An ELO number may need more parameters to modify the evaluation, I find from games that it would depend on the position and how much strategy versus tactics needed from that position. A person would need to play enough games for the algorithm to know the player style. Then for some games a player may be focused and others rushed because kids banging on the bathroom door.
An interesting format I found is when the game adjusts starting material based on ELO mismatch to give both players a fair chance at winning the game which kind of predicts how a game will play based on player ELO.
Stockfish (as well as many other engines) can provide a win-draw-loss (or expected game score) evaluation of a position. This of course is based on the engine playing against itself - human's player's success rate would be different depending on their skill level.

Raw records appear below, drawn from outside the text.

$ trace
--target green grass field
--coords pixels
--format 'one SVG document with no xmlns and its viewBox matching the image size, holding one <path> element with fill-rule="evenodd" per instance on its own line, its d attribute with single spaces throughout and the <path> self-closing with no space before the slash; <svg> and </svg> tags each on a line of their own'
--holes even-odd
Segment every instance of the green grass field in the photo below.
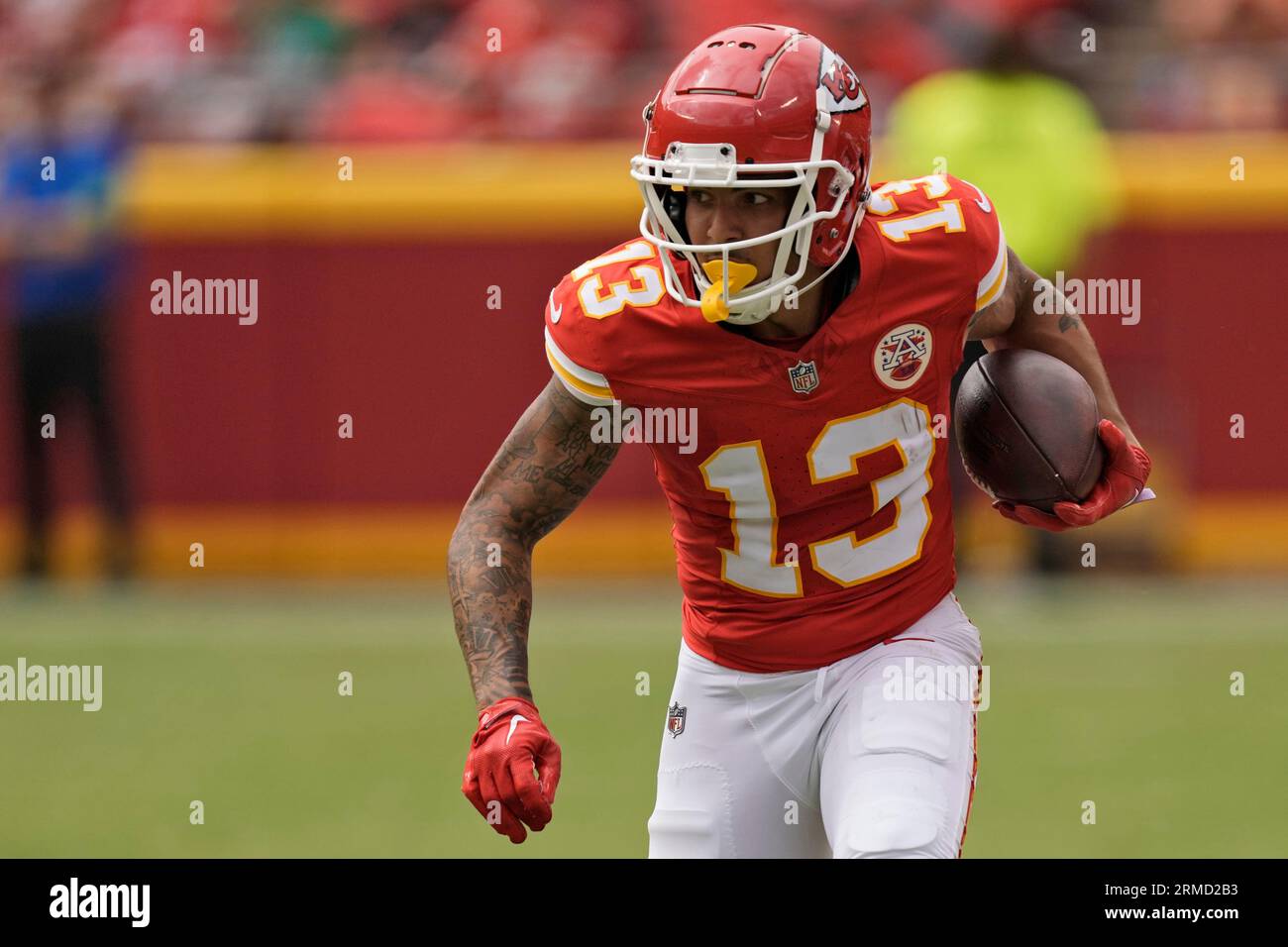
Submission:
<svg viewBox="0 0 1288 947">
<path fill-rule="evenodd" d="M 992 674 L 966 857 L 1288 854 L 1283 584 L 958 595 Z M 532 675 L 564 768 L 519 847 L 460 794 L 474 709 L 442 584 L 5 586 L 0 609 L 0 664 L 104 678 L 99 713 L 0 703 L 0 856 L 647 853 L 674 582 L 538 584 Z"/>
</svg>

It would be very interesting to obtain statistical data that show win-draw-loss probabilities (or expected game score) for a human player with a given ELO rating as a function of position evaluation obtained from Stockfish or another strong engine. For low rating levels the confidence of such estimate would be very low and improve substantially for higher ratings.
The idea seems to lie on the surface and is not difficult to implement (although likely requires appreciable computing resources to run analysis on a large database of games). I have not been able to find such analysis in public domain, perhaps not formulating the my search queries correctly. Does anyone have references or can suggest why this is not a valid problem to solve?
I strongly suspect that the expected points model that chess.com describes in general terms as a basis of their game review is based on something similar. Even if so the data behind this model is not publicly available (or I don't know where to look).